After some participants were shown an interference slide with random letters designed to scramble the original memory, all participants were asked to recall a target letter from the first slide.
Half a second after viewing the first slide, almost 20 percent of people had formed an illusory memory of the target letter; this increased to 30 percent after 3 seconds.
The human brain alters memories according to what it expects to see. Because people included in the study were so familiar with the Western alphabet, their brains expected to see the letters in their actual orientation.
When letters appeared mirrored (Ɔ instead of C), people were more likely to remember the pseudo-letter as a real letter, even after only milliseconds had passed.
"It seems that short-term memory is not always an accurate representation of what was just perceived," the researchers write. "Instead, memory is shaped by what we expected to see, right from the formation of the first memory trace."
The researchers showed these were false memories rather than wrong guesses by asking the participants how confident they were in their memories on a score of one to four.
"Participants consistently report, with high confidence, that they have seen the real counterpart of a pseudo-letter target," the researchers write.
People were more likely to switch a pseudo-letter for a real letter than the other way around, suggesting that memory illusions are mediated by world knowledge of how things usually look.
The researchers differentiated these false memories from errors in initial perception by taking measurements at two time points. The only opportunity was during the 0.25 seconds in which the letters were flashed.
If perception errors were driving the mistakes, the error rate would be the same 500 milliseconds and 3 seconds later. When the error rate increased over time, this suggested that false memories were forming.
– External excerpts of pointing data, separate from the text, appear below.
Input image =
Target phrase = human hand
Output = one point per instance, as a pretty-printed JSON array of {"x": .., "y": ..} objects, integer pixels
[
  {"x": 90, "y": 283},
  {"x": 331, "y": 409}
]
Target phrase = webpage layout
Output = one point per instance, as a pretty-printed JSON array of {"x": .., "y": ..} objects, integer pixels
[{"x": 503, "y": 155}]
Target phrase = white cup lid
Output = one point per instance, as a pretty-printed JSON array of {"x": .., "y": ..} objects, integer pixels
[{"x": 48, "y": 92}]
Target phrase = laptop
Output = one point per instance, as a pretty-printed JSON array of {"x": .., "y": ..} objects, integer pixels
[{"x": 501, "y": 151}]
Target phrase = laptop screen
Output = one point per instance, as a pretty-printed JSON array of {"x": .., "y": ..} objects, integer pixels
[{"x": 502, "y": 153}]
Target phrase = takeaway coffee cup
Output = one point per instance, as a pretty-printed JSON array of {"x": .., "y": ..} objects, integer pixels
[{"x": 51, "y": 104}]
We know from experiments led by psychologist Elizabeth Loftus and others that false long-term memories can be easily generated.
For instance, adults can be persuaded to recall a vivid but fake memory of getting lost in a shopping center and crying as a child. In another study, people generated false, rich memories of committing crimes such as theft or assault.
Fake long-term memories are thought to be driven by the 'fuzzy trace theory', which states that memory comes from two parts: a verbatim part, which is what happened in real life, and a gist part, where the person interprets the meaning of the event based on semantic analysis.
A previous study showed that when people were given a picture of a face and a profession, they were more likely to link criminal labels such as 'drug dealer' to faces with Black features, indicating that internal biases were shaping memories.
In another study, people were given a list of three or four interrelated words (such as nap, doze, bed, and awake). When given a second list, participants were more likely to remember semantically related words not on the original list, such as sleep.
Fuzzy trace theory may also be driving short-term memory illusions but "cannot entirely explain the current findings", the researchers write.
These experiments suggest that our verbatim memory input is immediately integrated with previous experiences and expectations.
This paper was published in PLOS One.